Mayor Brandon Johnson on Wednesday blasted a nascent effort to establish a legal tool for voters to recall Chicago mayors, calling it “disingenuous” and saying it is backed by “extreme right wing” political rivals.
The mayor’s comments came after a Lakeview resident earlier this month created a political committee with the Illinois State Board of Elections seeking “to establish a recall mechanism for the Chicago Office of Mayor.” State law does not currently provide a legal apparatus for voters across Illinois municipalities to recall mayors.
“Voters get an opportunity every two years, four years,” Johnson said, adding that the “extreme right wing” is “not pleased” with the diversity of Johnson’s cabinet.
“It’s some dude from the suburbs who is mad about the diversity and the formation which we have put forward,” the mayor said, before laying out several of the progressive initiatives his administration has passed in his nearly one year in office, including a paid leave policy and abolishing the city’s subminimum wage for tipped workers.
While Johnson said the effort was started by a suburbanite, the man who created the committee is 58-year-old Daniel Boland of the North Side’s Lakeview neighborhood. A technology salesman who said he votes “straight down the middle,” Boland is organizing the push not just because he disagrees with the mayor’s policies, but because he “believes in democracy, direct democracy,” he said.
“If the mayor is taking this personally, he shouldn’t, because he ran on transparency and accountability,” he said. “This is about good government.
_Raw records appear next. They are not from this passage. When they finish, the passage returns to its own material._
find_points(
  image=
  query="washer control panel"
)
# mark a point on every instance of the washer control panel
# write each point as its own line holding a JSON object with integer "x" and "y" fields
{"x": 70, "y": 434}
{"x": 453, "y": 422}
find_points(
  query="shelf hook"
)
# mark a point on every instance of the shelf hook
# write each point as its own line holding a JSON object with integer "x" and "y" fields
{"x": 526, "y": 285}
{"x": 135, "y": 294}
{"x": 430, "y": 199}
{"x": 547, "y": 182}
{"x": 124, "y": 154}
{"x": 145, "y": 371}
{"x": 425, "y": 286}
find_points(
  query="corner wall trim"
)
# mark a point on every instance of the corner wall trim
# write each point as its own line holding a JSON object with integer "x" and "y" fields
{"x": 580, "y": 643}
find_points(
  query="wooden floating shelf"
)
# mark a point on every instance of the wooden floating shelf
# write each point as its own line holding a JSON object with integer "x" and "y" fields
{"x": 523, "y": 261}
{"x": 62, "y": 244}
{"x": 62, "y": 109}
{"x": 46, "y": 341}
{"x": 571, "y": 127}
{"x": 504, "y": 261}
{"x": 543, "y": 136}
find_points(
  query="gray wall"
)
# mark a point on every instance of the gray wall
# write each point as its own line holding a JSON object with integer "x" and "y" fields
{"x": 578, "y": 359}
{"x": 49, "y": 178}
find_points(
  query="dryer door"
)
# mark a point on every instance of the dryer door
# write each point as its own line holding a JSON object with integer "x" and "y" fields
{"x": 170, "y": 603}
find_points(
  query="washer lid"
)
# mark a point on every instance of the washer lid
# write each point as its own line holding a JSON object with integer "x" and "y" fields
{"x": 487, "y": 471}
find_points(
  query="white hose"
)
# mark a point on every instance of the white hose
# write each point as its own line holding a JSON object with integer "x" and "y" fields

It’s not about left-wing or right-wing.”
Regardless of his motivations, there’s little doubt that it’s a steep climb to get the referendum on the general election ballot in November.
Under Illinois law, Boland would need to collect 56,463 valid signatures on his petition by Aug. 5 for the recall mechanism question to appear on ballots in Chicago this fall. Boland acknowledged Wednesday that he currently doesn’t yet have any signatures.
If the question makes it onto Chicago’s November ballots, a majority of voters would need to approve it and then recall supporters would likely have to collect an even larger number of signatures as part of another petition drive before a formal recall vote could be placed on a subsequent ballot — likely years into Johnson’s first term.
Previous mayoral recall talks have gone nowhere, including when state Rep. La Shawn Ford, a Chicago Democrat, floated the idea of recalling then-Mayor Rahm Emanuel following his handling of the police shooting death of Laquan McDonald. In Buffalo Grove, though, a trustee was successfully recalled in 2010.
Boland said he’s been motivated to move forward with the recall effort because he’s unhappy with Johnson’s efforts dealing with youth crime and the ongoing migrant crisis.
“The mayor should be accountable to the people of Chicago not just on Election Day, but every day,” he said. “And that’s true for every mayor.”